Notably, the sales expectation index jumped nine points to 54, indicating that builders feel optimistic about future conditions in the home sale market.
Builders and multifamily developers faced significant headwinds in 2025 despite improving sentiment, including consumer affordability challenges, material price inflation, labor shortages and a higher cost of capital.
While material price growth is moderating and interest rates are showing a gradual decline, the effects of higher tariffs are likely to result in higher material costs—creating further uncertainty in the construction landscape.
The shortage of skilled workers will continue to affect the cost and availability of labor, which could result in construction delays, higher labor costs and slower future growth.
A recent study by the National Association of Home Builders estimated the annual economic impact to the construction industry to be $10.8 billion annually due to longer construction times associated with the skilled labor shortage in the U.S.

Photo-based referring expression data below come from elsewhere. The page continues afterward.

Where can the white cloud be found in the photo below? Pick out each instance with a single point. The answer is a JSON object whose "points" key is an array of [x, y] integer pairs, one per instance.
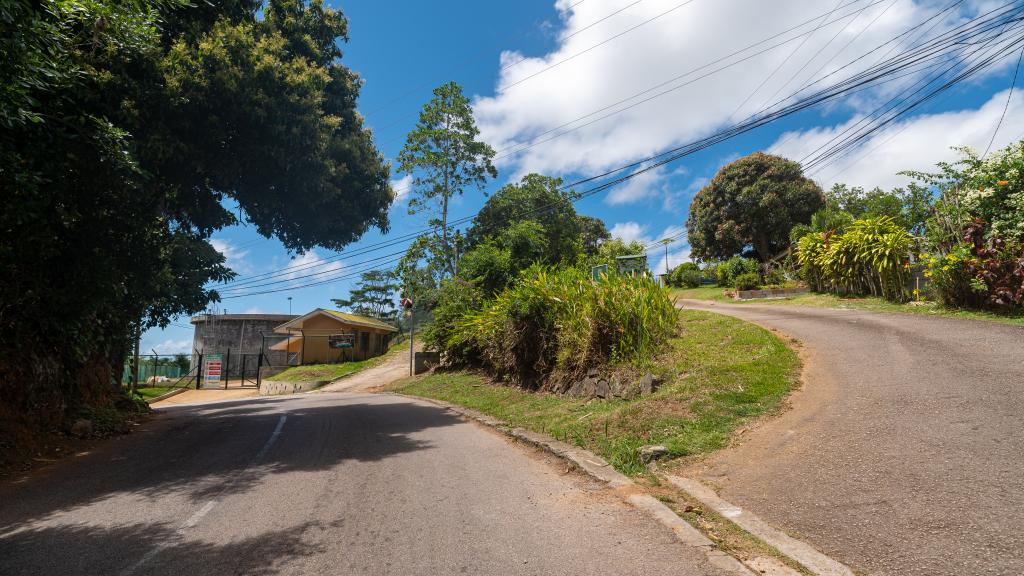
{"points": [[401, 187], [592, 77], [628, 232], [915, 144], [172, 345], [233, 256]]}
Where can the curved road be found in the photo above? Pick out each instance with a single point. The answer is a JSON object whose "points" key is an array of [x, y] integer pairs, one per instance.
{"points": [[903, 454], [324, 484]]}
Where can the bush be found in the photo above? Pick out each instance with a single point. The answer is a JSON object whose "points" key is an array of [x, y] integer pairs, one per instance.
{"points": [[871, 257], [726, 273], [748, 281], [456, 298], [559, 323]]}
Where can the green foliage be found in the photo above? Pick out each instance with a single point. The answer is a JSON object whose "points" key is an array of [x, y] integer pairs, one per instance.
{"points": [[686, 275], [128, 128], [751, 203], [727, 272], [374, 296], [748, 281], [443, 157], [870, 257], [558, 323]]}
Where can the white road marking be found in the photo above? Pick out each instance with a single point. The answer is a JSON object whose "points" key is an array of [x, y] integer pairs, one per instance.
{"points": [[200, 513]]}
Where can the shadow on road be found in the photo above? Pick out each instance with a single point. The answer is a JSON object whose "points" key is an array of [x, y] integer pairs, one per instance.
{"points": [[199, 452]]}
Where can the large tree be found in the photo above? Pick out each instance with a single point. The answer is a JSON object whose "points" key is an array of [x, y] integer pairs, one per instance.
{"points": [[128, 129], [750, 206], [374, 296], [443, 157]]}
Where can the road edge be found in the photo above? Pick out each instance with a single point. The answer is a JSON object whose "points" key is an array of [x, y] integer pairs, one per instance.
{"points": [[596, 467]]}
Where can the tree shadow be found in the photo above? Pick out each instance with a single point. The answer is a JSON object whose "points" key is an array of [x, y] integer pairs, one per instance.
{"points": [[202, 452], [150, 549]]}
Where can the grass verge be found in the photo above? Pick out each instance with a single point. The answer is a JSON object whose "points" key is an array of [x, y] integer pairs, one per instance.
{"points": [[321, 372], [719, 372], [868, 303]]}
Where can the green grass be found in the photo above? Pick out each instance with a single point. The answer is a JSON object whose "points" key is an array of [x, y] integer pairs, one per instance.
{"points": [[719, 373], [869, 303], [323, 372], [150, 393]]}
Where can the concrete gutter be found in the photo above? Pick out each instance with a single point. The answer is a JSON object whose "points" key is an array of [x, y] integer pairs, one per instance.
{"points": [[598, 468], [800, 551]]}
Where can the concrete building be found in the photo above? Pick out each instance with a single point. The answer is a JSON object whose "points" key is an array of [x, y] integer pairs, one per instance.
{"points": [[324, 336], [237, 335]]}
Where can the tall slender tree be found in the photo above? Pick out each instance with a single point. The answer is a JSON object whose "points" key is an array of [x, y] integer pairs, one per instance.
{"points": [[443, 157]]}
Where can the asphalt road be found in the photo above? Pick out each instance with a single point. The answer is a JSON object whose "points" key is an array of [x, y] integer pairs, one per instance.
{"points": [[324, 484], [903, 454]]}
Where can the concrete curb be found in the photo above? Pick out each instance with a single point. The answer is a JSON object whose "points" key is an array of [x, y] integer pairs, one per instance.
{"points": [[801, 552], [598, 468], [165, 396]]}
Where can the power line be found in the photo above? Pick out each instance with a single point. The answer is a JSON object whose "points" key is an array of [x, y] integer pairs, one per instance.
{"points": [[1005, 108]]}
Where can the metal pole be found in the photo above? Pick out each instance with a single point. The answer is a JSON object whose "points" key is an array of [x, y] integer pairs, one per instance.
{"points": [[412, 355], [135, 367]]}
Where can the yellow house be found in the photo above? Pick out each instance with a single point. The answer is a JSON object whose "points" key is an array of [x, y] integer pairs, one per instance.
{"points": [[325, 336]]}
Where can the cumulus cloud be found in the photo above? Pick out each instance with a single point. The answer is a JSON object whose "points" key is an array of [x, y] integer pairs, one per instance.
{"points": [[914, 144], [233, 256], [530, 106]]}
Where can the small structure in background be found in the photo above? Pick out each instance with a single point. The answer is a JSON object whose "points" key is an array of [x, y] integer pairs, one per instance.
{"points": [[325, 336]]}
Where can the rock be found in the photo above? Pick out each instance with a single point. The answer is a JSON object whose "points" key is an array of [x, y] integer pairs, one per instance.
{"points": [[651, 453], [82, 428], [589, 388]]}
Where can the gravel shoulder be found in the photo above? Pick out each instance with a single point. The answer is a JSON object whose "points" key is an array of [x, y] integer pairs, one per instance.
{"points": [[901, 453]]}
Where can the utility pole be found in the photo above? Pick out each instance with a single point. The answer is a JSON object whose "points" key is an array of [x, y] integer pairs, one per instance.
{"points": [[666, 242]]}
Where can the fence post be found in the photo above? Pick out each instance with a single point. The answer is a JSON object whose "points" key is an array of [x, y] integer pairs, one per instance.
{"points": [[199, 371]]}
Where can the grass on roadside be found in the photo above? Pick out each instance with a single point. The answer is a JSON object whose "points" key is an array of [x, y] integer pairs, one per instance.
{"points": [[327, 372], [868, 303], [150, 393], [719, 372]]}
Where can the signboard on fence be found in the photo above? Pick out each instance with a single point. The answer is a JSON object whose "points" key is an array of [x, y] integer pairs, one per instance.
{"points": [[213, 365], [341, 340]]}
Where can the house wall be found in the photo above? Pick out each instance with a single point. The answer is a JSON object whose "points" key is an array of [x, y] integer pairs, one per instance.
{"points": [[314, 345]]}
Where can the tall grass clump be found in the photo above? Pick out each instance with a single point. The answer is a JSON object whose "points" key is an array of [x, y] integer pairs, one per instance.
{"points": [[552, 325]]}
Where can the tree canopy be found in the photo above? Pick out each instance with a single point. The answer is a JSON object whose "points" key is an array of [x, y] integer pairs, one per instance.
{"points": [[131, 128], [751, 206]]}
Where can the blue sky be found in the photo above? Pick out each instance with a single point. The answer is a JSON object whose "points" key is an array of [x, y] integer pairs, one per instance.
{"points": [[531, 67]]}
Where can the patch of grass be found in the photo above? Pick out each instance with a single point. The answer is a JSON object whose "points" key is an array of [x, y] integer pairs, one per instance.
{"points": [[150, 393], [868, 303], [719, 372], [322, 372]]}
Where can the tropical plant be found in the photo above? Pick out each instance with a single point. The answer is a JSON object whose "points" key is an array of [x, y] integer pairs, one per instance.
{"points": [[870, 257], [553, 324]]}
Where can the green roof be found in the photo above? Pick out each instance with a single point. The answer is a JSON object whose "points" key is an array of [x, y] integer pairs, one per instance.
{"points": [[364, 320]]}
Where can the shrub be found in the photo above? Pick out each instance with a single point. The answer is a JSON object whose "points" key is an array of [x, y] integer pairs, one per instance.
{"points": [[870, 257], [726, 273], [748, 281], [559, 323], [456, 298]]}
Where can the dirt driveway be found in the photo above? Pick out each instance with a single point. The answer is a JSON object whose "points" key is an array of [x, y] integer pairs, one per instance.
{"points": [[904, 452]]}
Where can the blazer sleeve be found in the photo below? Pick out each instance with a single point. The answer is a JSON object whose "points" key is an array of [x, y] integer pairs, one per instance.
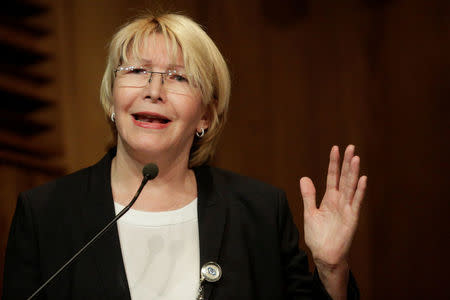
{"points": [[21, 272], [299, 283]]}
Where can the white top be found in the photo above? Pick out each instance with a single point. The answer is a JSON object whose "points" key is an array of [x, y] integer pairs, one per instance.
{"points": [[161, 252]]}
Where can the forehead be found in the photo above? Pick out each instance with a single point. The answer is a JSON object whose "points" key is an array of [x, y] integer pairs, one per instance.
{"points": [[156, 50]]}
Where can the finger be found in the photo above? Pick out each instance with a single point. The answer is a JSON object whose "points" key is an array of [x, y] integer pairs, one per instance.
{"points": [[308, 192], [359, 194], [351, 179], [333, 169], [348, 155]]}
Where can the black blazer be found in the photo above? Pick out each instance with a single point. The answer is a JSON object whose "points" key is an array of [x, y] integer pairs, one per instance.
{"points": [[244, 225]]}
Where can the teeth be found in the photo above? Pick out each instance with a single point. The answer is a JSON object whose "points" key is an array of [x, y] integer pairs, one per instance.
{"points": [[147, 119]]}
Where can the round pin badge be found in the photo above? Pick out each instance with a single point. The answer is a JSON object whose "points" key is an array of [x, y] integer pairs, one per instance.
{"points": [[211, 272]]}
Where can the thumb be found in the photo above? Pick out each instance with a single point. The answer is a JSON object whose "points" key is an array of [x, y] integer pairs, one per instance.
{"points": [[308, 192]]}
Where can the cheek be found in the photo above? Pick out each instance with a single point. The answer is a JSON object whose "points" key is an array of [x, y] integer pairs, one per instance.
{"points": [[122, 99]]}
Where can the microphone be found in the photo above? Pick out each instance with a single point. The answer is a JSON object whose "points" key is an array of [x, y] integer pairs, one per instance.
{"points": [[149, 172]]}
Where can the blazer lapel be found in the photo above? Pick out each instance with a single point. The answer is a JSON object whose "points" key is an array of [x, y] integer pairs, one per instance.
{"points": [[212, 211], [98, 210]]}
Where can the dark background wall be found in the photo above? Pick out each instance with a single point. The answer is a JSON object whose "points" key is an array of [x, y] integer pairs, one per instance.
{"points": [[306, 75]]}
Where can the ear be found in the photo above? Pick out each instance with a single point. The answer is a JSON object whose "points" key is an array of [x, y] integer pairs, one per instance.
{"points": [[205, 121]]}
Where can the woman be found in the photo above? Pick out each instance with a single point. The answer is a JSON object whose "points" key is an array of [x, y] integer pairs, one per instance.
{"points": [[165, 91]]}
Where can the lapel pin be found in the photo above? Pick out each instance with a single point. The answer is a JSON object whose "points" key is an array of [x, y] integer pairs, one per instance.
{"points": [[211, 272]]}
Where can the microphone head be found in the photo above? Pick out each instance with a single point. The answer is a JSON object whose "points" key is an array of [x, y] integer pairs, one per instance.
{"points": [[150, 171]]}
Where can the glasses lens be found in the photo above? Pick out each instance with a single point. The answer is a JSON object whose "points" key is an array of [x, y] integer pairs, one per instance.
{"points": [[138, 77]]}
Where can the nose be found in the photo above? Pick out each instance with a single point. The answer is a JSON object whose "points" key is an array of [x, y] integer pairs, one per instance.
{"points": [[155, 85]]}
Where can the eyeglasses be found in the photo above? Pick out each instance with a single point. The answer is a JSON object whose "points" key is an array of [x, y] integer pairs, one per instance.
{"points": [[173, 81]]}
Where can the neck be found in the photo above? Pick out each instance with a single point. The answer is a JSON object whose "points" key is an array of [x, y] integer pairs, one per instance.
{"points": [[174, 187]]}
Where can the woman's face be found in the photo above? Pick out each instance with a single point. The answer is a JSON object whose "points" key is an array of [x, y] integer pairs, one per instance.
{"points": [[153, 119]]}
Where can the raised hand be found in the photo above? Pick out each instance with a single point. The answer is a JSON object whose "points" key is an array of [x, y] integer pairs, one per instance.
{"points": [[329, 229]]}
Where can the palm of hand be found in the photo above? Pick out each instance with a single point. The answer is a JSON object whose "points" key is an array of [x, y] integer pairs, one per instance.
{"points": [[329, 229]]}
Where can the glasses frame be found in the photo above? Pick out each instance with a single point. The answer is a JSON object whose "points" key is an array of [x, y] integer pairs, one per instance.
{"points": [[146, 71]]}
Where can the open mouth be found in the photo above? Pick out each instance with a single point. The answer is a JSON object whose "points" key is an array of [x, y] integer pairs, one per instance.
{"points": [[150, 118]]}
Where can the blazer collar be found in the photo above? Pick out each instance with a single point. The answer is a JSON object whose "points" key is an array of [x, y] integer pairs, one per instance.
{"points": [[212, 212], [98, 210]]}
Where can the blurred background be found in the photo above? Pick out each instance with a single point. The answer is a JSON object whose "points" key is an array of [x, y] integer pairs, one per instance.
{"points": [[307, 74]]}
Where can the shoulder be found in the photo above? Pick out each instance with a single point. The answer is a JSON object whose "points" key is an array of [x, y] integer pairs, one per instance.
{"points": [[241, 183], [241, 191], [64, 187], [69, 188]]}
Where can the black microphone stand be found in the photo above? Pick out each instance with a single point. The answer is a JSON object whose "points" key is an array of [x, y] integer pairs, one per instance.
{"points": [[96, 237]]}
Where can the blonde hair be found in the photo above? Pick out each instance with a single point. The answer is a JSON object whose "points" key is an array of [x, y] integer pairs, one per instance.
{"points": [[202, 60]]}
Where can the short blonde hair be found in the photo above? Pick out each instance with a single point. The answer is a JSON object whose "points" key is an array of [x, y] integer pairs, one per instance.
{"points": [[202, 59]]}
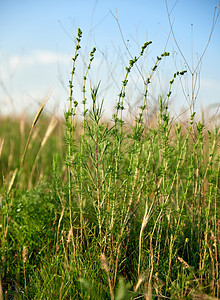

This study also estimated that the labor shortage added 1.98 months to incremental construction time, with smaller builders experiencing even more delays.
As the single-family and multifamily construction industries look to capitalize on opportunities, attainability should be developers’ primary focus.
Continuing to offer incentives, including rate buydowns, and providing smaller and more affordable housing options are strategies developers could consider to attract more buyers.
Embracing innovative building practices can also help developers increase market share and stay competitive. Leveraging modular construction, AI-driven project management and sustainability-focused designs will help reshape cost structures and tenant expectations—while providing a competitive advantage.